Telehealth was able to be instituted with minimal issues given that the appropriate platform was already available. Despite the limited training and education, the success rates for both telephony and videoconferencing-based appointments were high. Our analysis was in line with that of previous work finding that undescended testicles were challenging to assess via telehealth [6] however still had encouraging success rates of 81.3%. Booking of patients for surgery over telehealth was achievable with similar efficacy to in-person bookings. The ability to examine the patient on either the day of surgery or prior provided an adequate safety net with only minor alterations being necessary to a small proportion in our limited series.
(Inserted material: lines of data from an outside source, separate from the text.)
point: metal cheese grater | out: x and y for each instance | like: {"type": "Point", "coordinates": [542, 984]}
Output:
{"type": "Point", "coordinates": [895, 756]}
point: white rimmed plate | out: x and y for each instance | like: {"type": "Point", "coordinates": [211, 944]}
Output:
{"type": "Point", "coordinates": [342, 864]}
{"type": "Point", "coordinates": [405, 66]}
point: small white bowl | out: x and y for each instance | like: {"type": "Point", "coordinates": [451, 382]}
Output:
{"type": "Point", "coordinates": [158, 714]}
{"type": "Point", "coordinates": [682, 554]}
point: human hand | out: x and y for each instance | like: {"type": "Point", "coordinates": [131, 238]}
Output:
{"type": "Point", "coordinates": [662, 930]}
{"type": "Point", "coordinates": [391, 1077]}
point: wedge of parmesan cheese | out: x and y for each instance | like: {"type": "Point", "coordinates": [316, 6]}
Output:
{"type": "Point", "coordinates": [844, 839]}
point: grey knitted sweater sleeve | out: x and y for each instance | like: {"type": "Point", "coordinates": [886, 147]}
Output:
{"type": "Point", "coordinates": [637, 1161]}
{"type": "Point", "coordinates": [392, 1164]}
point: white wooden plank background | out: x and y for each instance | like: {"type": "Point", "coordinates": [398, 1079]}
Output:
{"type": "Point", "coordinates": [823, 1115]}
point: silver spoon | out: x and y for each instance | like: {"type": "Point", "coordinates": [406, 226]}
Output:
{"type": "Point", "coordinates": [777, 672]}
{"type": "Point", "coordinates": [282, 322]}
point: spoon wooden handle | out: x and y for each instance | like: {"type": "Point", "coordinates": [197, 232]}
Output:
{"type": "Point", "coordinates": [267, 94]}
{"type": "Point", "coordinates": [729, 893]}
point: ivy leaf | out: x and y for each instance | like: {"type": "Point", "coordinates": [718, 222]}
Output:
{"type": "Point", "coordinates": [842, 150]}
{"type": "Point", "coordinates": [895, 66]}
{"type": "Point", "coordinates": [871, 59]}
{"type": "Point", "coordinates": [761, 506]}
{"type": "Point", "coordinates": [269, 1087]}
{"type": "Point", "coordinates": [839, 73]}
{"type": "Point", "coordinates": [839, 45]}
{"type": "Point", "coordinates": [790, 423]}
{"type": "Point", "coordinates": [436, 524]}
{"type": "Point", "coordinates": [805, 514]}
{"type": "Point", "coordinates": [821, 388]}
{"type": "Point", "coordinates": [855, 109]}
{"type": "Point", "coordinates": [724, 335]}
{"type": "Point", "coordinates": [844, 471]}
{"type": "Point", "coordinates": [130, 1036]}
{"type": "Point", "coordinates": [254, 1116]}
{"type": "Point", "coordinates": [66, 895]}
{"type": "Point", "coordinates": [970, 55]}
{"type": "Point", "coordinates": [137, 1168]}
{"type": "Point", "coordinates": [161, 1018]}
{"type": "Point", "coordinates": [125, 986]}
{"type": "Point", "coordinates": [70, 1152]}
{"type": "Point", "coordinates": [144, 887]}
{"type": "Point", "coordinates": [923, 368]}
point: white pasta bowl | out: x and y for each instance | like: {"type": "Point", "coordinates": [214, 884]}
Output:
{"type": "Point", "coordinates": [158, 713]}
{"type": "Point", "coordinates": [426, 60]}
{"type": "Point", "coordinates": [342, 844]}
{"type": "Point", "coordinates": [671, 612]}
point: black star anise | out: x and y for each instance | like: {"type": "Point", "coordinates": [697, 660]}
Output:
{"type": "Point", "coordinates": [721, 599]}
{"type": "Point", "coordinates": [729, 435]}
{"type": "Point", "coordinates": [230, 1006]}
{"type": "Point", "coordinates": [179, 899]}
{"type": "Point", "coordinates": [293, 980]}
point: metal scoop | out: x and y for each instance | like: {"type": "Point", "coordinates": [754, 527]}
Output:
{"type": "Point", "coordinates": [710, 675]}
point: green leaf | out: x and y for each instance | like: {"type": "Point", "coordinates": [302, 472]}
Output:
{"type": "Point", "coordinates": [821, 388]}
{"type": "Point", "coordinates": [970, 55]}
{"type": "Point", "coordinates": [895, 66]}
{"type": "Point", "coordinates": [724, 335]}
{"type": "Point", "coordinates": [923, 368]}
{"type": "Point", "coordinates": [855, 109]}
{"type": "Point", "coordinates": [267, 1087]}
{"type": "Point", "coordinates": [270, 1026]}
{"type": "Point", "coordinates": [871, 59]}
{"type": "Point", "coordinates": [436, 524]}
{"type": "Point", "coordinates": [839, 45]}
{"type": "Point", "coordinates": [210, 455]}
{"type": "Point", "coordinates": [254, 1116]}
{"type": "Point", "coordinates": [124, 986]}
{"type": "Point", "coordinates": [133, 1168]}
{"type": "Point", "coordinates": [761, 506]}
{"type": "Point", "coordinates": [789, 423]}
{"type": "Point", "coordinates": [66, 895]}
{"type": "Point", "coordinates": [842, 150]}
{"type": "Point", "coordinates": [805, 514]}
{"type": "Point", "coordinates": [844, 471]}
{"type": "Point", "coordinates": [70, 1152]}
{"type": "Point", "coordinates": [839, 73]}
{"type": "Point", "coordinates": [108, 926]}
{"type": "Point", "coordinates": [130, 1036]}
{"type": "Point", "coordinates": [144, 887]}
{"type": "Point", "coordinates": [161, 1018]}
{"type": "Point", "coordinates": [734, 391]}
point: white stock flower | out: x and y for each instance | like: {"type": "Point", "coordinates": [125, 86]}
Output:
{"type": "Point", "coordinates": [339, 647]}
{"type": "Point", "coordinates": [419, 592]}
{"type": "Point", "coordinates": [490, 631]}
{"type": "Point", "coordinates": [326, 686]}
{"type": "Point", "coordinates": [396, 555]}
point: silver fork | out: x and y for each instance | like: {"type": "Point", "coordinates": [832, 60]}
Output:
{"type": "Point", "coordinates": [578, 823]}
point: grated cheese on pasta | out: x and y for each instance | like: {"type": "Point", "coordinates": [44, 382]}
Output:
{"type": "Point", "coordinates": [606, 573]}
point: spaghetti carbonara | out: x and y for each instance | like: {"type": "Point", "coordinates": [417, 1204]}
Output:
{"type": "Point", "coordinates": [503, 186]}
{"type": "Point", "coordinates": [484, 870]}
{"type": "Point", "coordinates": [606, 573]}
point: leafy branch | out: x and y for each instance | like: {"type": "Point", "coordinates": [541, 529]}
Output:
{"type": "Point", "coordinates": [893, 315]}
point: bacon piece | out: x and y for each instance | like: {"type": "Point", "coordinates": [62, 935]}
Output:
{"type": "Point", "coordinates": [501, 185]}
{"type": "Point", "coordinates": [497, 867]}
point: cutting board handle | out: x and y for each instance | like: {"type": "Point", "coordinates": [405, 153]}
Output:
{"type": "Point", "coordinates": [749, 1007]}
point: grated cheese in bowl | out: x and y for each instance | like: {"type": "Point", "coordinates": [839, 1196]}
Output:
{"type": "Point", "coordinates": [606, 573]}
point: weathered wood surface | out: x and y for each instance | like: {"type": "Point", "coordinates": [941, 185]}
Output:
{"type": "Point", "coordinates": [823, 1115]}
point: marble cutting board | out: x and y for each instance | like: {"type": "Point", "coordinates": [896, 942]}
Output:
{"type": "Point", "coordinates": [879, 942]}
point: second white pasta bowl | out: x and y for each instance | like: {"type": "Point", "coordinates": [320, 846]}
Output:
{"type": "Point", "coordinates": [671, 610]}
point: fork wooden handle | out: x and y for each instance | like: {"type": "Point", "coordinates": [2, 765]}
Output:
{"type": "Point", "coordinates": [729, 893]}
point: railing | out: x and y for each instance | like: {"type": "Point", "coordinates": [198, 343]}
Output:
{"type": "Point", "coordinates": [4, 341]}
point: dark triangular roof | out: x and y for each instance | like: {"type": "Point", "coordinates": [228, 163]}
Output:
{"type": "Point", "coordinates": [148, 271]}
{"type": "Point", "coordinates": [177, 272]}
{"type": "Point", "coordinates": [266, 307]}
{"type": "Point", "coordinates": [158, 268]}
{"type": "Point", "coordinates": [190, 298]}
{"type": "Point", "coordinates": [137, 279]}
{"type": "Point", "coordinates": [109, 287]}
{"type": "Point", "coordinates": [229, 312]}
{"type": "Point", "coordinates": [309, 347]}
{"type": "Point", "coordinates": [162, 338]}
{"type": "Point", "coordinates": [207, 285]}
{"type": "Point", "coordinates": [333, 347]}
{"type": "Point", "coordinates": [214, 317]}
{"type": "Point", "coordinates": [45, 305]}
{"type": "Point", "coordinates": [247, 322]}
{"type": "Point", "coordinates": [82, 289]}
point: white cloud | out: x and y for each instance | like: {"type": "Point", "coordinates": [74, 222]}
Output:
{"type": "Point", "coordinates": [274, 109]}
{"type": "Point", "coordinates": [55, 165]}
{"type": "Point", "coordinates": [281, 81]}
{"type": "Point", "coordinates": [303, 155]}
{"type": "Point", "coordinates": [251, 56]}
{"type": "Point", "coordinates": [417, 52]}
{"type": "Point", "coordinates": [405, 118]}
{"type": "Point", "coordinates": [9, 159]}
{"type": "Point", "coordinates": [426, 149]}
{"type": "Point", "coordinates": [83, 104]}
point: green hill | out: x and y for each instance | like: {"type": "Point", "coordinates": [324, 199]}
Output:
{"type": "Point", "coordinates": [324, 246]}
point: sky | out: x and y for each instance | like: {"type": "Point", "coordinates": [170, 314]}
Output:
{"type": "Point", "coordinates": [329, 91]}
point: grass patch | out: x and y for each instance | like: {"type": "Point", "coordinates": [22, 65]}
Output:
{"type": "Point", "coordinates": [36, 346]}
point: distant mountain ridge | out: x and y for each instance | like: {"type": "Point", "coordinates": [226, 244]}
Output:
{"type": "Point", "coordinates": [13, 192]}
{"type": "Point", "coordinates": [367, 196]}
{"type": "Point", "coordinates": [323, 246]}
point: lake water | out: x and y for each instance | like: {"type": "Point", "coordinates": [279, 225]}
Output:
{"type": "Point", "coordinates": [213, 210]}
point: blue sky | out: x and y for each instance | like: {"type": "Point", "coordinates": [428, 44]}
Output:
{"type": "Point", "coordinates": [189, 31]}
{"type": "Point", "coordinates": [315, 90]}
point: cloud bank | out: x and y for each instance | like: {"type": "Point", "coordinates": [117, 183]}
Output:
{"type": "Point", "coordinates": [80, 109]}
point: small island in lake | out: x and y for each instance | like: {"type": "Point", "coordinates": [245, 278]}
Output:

Our experience suggests that telehealth can be utilised safely and effectively for outpatient appointments for paediatric general surgery patients provided adequate technology is in place and the limitations are appreciated. Expansion of telehealth should be considered by paediatric surgical and medical services, particularly where significant benefits are expected such as the need for social distancing, as long as patient safety and diagnostic accuracy are not compromised.